Iranian Authorities Confiscate Passport of Artist Parviz Tanavoli

Iran’s most famous living artist received no explanation for the travel ban.

Parviz Tanavoli standing in an exhibition of his sculptures in Dubai, 2009. Courtesy of Haider Shah/AFP/Getty Images
Parviz Tanavoli standing in an exhibition of his sculptures in Dubai, 2009. Courtesy of Haider Shah/AFP/Getty Images

Parviz Tanavoli, Iran’s most famous living artist, has been barred from leaving the country without further explanation. This past Saturday, border officials in Iran at Tehran’s international airport confiscated Tanavoli’s passport as he prepared to board a flight to London to attend an event at the British Museum, the Guardian reports.

“I have no idea why they did it,” Tanavoli told the paper by phone. “I have not done anything wrong. I spent the whole day at the passport office but no one told me anything, nor did anyone at the airport. I’m not a political person, I’m merely an artist.”

Yet this is not the first time that the 79-year-old artist—best known for his bronze sculptures depicting the word “heech” (which means “nothing” in Persian)—faces problems with the Iranian authorities. In 2014, some of his works were damaged and seized as a result of a bitter dispute over his house in Tehran which had been unfolding for well over a decade.

Tanavoli was due to attend the launch of his new book European Women in Persian Houses, at the British Museum in London on Saturday, and sign copies.

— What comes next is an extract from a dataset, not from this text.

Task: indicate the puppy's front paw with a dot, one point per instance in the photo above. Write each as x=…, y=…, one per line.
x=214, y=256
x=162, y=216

The event went ahead despite his glaring absence, with the participation of the rest of speakers, including the British Museum’s curator of modern and contemporary Middle Eastern art Venetia Porter, Moya Carey, Layla Diba, and Maryam Eisler.

“His books will be there but he won’t be there unfortunately,” Porter told the Guardian. “He is not just an artist, he is a real historian of Iran and has systematically over the years published books about Persian carpets, amulets, and other objects. This is what’s extraordinary about him: his deep love of Iranian culture, everything he does, all his art stems out of that,” she added.

A gallery assistant at Sotheby’s London views a sculpture by Parviz Tanavoli entitled Standing Heech Lovers, ahead of the Contemporary Arab and Iranian art sale on October 18, 2010. Photo by Oli Scarff/Getty Images.

A gallery assistant at Sotheby’s London look at Parviz Tanavoli’s  Standing Heech Lovers sculpture, ahead of the Contemporary Arab and Iranian art sale on October 18, 2010. Photo by Oli Scarff/Getty Images.

Tanavoli—who holds dual Iranian-Canadian nationality and divides his time between the two countries—is the Middle East’s most expensive artist at auction, according to the Guardian.

According to artnet’s Price Database, his sculpture The Wall (Oh Persepolis) sold for $2.8 million at Christie’s Dubai in 2008, and both the British Museum and Tate Modern—where he was exhibited as part of the blockbuster exhibition “The World Goes Pop” last year—have works by him in their permanent collections.

In 2015, Tanavoli was the subject of his first institutional solo exhibition, which took place at the Davis Museum in Massachusetts.